26.4. Visualization#
Here’s some code for Visualization — we’ll skip the details
def plot_distribution(locations, types, title):
" Plot the distribution of agents. "
fig, ax = plt.subplots()
plot_args = {
'markersize': 6, 'alpha': 0.8,
'markeredgecolor': 'black',
'markeredgewidth': 0.5
}
colors = 'darkorange', 'green'
for agent_type, color in zip((0, 1), colors):
idx = (types == agent_type)
ax.plot(locations[idx, 0],
locations[idx, 1],
'o',
markerfacecolor=color,
**plot_args)
ax.set_title(title)
plt.show()
Let’s visualize the initial random distribution:
26.5. The Simulation#
Now we put it all together.
As in the first lecture, each iteration cycles through all agents in order, giving each the opportunity to move:
def run_simulation(max_iter=100_000, seed=42):
"""
Run the Schelling simulation.
Each iteration cycles through all agents, giving each a chance to move.
"""
np.random.seed(seed)
locations, types = initialize_state()
plot_distribution(locations, types, 'Initial distribution')

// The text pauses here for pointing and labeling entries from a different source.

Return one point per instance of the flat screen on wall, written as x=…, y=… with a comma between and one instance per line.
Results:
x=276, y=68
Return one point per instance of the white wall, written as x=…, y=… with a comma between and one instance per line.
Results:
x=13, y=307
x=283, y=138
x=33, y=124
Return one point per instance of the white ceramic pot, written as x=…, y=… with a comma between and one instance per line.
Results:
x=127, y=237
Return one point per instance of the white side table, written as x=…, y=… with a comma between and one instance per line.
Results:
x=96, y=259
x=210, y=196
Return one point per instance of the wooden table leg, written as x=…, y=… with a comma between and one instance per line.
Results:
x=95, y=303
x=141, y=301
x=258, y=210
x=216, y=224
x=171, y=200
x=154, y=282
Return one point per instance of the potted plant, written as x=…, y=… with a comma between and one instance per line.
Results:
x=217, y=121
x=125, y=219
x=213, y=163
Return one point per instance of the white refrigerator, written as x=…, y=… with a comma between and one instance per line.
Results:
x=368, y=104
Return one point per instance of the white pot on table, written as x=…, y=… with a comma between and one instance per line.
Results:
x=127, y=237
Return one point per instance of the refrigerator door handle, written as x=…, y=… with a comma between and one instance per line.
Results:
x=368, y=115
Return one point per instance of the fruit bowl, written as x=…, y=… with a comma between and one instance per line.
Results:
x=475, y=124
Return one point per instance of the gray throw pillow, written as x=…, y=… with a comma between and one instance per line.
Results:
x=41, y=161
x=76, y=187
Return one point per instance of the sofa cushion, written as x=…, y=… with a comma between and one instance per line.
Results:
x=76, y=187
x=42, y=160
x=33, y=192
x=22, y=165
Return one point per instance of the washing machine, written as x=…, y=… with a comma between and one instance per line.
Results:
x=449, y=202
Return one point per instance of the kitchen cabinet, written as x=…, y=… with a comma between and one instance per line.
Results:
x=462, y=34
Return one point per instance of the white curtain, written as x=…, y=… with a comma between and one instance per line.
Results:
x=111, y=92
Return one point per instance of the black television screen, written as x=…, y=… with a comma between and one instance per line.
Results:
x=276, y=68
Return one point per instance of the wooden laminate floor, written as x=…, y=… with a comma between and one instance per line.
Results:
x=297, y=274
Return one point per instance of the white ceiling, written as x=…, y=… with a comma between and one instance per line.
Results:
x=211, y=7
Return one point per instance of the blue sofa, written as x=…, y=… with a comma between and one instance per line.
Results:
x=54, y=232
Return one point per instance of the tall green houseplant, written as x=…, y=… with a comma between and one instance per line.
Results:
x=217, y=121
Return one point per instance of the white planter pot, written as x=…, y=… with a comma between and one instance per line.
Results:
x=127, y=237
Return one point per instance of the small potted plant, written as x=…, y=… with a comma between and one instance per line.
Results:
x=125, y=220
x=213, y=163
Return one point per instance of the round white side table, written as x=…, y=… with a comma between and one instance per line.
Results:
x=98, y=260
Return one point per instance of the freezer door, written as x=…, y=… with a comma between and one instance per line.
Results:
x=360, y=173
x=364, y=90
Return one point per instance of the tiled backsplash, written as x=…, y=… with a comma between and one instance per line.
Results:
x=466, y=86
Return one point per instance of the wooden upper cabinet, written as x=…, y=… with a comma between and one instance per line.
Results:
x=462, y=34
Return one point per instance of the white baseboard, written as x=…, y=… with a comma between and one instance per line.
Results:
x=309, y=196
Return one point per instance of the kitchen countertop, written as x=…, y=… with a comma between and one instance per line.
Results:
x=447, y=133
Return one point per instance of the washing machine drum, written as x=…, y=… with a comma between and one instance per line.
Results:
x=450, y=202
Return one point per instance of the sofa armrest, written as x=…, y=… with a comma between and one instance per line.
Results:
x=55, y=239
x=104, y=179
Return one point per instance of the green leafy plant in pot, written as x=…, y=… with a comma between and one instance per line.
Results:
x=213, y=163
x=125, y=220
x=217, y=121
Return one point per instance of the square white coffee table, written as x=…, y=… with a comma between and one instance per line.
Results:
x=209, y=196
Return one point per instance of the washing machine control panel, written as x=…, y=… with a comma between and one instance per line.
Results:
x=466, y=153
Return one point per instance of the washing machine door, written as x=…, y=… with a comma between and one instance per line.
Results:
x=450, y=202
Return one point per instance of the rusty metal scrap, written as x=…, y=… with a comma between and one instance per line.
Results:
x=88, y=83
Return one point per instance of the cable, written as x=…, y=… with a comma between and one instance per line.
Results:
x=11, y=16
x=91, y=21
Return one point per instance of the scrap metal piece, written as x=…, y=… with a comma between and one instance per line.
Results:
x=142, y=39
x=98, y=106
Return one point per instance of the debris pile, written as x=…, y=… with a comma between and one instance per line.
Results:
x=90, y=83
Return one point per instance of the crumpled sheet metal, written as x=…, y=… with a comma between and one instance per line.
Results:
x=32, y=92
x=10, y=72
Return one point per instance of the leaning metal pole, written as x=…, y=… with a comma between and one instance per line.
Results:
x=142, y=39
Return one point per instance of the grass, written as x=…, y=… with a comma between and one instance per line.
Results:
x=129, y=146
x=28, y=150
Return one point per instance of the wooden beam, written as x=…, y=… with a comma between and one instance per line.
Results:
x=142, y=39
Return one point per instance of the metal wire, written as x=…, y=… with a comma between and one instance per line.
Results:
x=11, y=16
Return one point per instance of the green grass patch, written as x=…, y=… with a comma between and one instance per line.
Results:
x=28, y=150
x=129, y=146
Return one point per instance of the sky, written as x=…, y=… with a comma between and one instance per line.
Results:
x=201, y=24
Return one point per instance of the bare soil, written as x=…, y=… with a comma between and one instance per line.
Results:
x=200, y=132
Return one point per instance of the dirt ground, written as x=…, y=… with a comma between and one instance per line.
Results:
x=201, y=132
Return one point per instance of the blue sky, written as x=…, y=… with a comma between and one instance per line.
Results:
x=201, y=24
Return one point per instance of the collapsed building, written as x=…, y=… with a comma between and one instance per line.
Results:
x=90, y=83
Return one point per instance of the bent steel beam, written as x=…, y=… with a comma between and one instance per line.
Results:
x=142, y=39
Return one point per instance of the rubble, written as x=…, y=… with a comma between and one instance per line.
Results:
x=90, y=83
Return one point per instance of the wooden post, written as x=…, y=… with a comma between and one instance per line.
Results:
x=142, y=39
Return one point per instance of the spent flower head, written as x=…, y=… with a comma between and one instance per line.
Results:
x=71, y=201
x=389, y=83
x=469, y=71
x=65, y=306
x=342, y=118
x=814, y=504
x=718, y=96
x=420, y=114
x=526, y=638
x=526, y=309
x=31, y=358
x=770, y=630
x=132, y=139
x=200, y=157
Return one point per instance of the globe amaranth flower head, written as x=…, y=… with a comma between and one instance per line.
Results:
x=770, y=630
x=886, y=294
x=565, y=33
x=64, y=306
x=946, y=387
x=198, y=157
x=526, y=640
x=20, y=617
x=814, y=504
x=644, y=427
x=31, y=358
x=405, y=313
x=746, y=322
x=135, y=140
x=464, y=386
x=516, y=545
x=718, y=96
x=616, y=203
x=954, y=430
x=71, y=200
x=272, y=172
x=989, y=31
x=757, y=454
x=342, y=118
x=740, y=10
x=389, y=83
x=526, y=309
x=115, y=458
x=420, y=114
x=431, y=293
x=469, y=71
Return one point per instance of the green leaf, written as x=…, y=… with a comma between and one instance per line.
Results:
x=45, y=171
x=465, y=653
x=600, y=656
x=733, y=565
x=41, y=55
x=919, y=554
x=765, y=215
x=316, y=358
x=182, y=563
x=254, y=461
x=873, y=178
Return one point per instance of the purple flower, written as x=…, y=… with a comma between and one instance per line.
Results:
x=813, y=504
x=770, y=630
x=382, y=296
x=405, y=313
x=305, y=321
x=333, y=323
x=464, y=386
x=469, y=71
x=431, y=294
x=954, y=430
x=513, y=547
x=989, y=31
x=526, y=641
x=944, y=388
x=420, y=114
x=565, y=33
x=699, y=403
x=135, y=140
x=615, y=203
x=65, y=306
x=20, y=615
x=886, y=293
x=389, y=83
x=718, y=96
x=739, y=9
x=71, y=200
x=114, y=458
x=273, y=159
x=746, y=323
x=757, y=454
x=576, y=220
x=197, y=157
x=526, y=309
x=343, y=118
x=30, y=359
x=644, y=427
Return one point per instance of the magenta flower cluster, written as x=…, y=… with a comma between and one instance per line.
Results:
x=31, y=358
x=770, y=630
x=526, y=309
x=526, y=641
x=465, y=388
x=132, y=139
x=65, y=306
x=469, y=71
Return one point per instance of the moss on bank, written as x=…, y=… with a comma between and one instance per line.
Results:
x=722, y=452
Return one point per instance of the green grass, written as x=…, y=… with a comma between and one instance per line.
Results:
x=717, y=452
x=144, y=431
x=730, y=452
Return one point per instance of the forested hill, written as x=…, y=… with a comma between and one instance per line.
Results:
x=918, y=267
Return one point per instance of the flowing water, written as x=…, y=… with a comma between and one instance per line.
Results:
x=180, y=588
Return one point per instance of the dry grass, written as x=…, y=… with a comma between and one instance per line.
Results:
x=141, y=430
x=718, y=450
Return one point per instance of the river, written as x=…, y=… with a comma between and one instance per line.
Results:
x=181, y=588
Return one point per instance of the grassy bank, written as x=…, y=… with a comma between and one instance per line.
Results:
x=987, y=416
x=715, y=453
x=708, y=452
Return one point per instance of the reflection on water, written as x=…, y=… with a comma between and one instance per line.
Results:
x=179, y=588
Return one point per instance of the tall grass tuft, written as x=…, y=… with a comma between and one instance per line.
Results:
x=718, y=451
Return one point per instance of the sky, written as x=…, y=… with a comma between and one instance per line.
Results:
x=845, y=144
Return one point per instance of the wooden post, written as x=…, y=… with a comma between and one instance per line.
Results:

# Loop until no agent wishes to move
start_time = time.time()
someone_moved = True
iteration = 0
while someone_moved and iteration < max_iter:
print(f'Entering iteration {iteration + 1}')
iteration += 1
someone_moved = False
for i in range(n):
if not is_happy(i, locations, types):
update_agent(i, locations, types)
someone_moved = True
elapsed = time.time() - start_time
plot_distribution(locations, types, f'Iteration {iteration}')
if not someone_moved:
print(f'Converged in {elapsed:.2f} seconds after {iteration} iterations.')
else:
print('Hit iteration bound and terminated.')
return locations, types
26.6. Results#
Let’s run the simulation:
locations, types = run_simulation()
We see the same phenomenon as in the class-based version: starting from a random mixed distribution, agents self-organize into segregated clusters.